Consider the language $$L =\\{ x\$y \mid |x|=|y| \wedge x\ne y\\}$$ (where $\$$ is a special sign not contained in $x$ and $y$).

I claim that a non-deterministic machine $N$-$HAL$ can decide this language: It performs the same as the PDA for $L$. The standard PDA solution uses the stack only to count offsets: it nondeterministically guesses an offset $i$, remembers the value of $x_i$ (adding a symbol to the stack at each step), then the PDA ignores the input until it find the $\$$, and then it pops symbols out of the stack until it is empty. At this stage we are exactly at $y_i$ and he PDA can check if $x_i \ne y_i$. (if anything goes wrong in the middle, the PDA "dies"). Since the stack alphabet is unary, it can be simulated with a min-heap machine. Actually: any $L$ that is is accepted by a PDA with a unary alphabet can be accepted by a min-heap machine. (I'm ignoring, maybe, another special sign added to identify an empty stack, but an equivalent sign can be added to the heap)

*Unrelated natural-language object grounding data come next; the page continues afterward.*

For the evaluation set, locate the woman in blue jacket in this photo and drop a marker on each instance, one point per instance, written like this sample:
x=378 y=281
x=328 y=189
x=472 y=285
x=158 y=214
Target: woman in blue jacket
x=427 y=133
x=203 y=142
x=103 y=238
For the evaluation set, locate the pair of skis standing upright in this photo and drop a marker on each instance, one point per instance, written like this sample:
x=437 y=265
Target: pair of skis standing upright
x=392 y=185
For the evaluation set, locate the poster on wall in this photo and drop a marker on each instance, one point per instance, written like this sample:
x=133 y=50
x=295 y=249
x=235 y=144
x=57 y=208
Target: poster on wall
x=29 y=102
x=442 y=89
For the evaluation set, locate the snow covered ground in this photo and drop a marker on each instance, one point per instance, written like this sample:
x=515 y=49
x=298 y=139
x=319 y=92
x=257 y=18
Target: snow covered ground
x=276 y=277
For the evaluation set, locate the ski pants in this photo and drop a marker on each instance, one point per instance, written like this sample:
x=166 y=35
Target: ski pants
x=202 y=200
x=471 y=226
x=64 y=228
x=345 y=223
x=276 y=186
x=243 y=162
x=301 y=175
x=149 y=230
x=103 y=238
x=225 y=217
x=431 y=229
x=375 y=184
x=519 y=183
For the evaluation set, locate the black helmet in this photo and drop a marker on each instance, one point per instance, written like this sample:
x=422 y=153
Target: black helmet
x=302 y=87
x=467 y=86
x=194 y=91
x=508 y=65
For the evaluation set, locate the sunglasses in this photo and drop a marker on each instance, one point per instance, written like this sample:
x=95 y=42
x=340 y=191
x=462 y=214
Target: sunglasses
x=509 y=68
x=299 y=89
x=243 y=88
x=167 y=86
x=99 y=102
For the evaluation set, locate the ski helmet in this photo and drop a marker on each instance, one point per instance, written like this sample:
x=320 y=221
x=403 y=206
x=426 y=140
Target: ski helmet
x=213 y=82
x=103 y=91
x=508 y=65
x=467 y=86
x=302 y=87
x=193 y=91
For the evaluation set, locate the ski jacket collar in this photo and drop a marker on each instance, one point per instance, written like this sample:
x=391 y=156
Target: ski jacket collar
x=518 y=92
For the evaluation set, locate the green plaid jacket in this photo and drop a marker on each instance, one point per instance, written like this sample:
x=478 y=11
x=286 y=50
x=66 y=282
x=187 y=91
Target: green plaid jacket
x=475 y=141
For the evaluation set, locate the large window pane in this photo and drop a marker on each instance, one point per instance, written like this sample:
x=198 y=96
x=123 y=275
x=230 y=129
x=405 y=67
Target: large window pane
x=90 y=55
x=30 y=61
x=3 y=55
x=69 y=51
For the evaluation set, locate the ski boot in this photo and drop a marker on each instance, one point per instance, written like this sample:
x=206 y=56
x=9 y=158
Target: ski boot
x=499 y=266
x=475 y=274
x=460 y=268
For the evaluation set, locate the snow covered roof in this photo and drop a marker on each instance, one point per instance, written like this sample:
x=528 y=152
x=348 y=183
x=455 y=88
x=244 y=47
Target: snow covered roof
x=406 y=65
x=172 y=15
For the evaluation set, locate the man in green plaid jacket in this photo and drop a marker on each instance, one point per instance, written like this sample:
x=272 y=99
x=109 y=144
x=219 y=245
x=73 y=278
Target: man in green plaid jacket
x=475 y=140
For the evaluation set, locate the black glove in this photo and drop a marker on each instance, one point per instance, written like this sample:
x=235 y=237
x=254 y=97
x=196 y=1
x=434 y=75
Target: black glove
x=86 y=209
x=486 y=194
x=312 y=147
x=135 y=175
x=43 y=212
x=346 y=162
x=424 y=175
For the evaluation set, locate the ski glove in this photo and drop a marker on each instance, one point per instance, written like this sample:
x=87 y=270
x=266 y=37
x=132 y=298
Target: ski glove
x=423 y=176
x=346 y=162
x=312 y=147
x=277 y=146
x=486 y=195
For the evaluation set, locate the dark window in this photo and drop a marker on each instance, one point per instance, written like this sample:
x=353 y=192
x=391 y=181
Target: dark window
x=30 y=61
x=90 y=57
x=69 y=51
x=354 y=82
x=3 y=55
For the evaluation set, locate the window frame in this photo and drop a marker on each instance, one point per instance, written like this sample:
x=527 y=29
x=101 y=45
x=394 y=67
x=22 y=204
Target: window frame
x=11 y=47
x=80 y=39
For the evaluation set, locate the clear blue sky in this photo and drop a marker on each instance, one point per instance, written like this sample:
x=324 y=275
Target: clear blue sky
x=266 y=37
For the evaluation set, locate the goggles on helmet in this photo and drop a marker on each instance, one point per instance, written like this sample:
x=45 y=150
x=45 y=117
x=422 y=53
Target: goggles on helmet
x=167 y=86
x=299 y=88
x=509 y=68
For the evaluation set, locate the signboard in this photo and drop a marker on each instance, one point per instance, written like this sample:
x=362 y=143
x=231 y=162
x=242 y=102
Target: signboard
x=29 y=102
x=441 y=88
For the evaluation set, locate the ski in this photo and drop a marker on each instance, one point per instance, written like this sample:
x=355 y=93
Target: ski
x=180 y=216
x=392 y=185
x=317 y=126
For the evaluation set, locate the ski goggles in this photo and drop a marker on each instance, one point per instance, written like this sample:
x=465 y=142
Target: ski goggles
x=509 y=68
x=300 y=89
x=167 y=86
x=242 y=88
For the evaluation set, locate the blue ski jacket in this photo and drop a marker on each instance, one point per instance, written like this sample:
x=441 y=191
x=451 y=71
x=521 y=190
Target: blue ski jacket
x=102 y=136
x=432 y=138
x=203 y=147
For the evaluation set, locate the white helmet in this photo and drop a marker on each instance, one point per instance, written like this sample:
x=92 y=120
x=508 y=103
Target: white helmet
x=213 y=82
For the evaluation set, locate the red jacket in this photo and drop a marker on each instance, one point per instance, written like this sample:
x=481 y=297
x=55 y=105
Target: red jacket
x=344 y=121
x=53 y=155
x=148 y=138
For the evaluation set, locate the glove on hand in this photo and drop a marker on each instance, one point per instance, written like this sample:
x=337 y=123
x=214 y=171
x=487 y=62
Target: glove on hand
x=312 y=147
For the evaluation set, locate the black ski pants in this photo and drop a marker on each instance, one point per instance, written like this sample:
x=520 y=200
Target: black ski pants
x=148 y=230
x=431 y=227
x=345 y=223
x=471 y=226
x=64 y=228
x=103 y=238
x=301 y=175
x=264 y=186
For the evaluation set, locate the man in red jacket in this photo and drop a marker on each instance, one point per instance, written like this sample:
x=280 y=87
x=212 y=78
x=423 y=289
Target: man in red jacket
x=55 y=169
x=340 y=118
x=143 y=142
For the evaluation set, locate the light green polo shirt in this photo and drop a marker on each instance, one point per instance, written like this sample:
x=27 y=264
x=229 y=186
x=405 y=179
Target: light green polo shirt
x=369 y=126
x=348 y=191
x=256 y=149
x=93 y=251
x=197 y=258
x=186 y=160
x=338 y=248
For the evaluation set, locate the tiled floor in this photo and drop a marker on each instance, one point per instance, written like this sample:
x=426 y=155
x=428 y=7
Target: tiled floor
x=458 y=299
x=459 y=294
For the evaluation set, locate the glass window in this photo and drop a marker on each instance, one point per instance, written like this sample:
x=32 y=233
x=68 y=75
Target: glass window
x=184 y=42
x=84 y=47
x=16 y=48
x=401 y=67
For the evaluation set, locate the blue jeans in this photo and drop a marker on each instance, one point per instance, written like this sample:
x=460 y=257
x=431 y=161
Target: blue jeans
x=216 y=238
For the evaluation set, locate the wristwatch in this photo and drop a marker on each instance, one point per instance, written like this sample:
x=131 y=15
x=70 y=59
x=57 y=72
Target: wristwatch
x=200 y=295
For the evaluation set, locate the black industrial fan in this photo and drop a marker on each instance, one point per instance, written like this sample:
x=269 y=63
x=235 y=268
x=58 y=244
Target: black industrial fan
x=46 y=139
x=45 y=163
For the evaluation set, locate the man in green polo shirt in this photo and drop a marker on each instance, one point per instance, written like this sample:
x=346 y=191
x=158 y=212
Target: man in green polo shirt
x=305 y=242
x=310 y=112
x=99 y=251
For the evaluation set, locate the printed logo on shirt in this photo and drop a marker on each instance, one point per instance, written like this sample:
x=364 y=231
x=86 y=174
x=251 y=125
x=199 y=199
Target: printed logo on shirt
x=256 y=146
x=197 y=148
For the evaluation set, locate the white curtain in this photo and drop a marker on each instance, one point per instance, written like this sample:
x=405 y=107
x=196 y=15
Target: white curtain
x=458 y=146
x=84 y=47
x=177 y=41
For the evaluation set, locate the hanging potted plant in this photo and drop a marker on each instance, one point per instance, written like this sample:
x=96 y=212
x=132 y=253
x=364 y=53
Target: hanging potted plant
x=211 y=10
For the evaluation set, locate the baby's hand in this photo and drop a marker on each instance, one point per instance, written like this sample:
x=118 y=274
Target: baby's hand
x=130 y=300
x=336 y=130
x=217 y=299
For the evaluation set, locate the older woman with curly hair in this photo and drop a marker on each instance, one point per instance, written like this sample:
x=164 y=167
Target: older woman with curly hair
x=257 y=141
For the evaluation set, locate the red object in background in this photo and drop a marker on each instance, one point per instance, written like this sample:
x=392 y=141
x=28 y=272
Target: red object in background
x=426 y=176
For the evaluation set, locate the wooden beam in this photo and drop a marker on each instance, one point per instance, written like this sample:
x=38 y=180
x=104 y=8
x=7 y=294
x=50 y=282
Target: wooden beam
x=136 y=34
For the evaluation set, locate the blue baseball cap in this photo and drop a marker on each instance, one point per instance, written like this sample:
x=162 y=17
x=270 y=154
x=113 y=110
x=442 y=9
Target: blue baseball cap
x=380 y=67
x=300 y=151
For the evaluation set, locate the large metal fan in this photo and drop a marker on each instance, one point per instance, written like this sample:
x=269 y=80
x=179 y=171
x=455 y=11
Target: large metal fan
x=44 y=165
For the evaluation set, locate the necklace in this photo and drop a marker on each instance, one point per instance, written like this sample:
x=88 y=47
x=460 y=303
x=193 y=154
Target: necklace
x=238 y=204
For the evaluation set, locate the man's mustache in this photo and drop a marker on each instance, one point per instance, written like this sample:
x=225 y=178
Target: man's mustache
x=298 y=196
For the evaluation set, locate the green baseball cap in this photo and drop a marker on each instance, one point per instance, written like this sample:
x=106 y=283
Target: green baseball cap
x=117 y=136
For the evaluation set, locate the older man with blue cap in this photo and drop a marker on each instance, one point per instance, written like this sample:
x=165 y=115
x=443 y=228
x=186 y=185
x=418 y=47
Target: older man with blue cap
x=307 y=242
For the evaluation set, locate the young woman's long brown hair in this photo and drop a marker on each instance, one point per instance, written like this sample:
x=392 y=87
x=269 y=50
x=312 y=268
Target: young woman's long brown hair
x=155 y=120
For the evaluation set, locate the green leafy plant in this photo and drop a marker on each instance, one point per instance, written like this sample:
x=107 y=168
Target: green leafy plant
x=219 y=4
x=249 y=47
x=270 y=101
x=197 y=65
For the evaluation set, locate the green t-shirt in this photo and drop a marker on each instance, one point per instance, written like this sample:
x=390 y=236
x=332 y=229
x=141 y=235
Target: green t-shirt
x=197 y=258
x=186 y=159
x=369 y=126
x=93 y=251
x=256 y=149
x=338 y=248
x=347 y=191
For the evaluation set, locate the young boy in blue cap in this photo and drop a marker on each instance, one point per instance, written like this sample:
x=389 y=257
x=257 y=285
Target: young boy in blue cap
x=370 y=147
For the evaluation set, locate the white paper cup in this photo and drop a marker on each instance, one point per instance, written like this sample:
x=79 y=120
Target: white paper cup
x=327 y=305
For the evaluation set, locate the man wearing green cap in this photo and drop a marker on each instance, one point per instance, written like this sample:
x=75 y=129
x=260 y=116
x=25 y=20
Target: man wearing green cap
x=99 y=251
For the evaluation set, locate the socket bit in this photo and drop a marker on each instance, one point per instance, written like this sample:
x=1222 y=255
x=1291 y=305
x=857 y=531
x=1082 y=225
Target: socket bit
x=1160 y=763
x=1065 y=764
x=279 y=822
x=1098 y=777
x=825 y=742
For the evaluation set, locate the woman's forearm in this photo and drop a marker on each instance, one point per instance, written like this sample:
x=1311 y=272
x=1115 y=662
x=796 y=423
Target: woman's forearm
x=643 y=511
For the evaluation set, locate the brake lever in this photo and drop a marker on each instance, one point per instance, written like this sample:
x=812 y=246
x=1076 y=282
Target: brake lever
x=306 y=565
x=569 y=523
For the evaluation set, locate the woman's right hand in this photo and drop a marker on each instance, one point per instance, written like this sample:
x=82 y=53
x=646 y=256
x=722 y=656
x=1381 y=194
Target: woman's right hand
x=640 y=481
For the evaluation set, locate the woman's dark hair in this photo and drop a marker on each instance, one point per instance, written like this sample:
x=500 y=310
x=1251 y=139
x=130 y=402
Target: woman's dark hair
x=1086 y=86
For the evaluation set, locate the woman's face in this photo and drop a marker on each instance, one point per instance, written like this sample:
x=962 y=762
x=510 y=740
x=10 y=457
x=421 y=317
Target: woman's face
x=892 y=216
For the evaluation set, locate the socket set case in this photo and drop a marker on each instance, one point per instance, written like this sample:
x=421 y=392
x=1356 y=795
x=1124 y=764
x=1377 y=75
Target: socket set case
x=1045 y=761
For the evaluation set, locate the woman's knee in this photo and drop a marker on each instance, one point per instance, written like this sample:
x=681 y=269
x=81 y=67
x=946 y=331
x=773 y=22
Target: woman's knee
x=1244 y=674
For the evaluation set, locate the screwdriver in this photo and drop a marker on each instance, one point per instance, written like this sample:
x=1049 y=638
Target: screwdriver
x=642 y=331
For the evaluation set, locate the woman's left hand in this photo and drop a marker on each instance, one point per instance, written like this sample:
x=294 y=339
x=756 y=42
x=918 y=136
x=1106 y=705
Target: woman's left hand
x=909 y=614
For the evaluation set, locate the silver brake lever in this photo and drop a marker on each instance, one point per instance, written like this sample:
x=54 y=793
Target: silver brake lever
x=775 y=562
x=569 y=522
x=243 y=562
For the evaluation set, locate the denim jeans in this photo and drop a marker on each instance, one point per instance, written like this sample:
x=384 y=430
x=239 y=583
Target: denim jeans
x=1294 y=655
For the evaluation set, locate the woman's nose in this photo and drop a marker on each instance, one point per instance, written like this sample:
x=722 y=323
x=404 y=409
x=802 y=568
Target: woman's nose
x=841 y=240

For the other direction, I don't have the formal proof, but here are my thoughts:

I claim that a deterministic machine $D$-$HAL$ is incapable of deciding this language. Intuitively, the content of the heap can not be correlated with $x$ (otherwise, permute $x$. the content of the heap remains the same..). This suggests that only thing that matters is the number of elements in the heap, but then, if $D$-$HAL$ can decide $L$, so can a deterministic-$PDA$.

Edit: more details about the "permute $x$" claim. Assuming Raphael's conjecture there exist $x_1$ and $x_2$ that after reading them, the content of the heap is the same. Then consider the words $x_1\$x_1$ and $x_2\$x_1$. The content of the heap is the same when the HAL gets to the dollar sign, thus it must either accept both or reject both. contradiction.

anyone sees an immediate proof for the conjecture?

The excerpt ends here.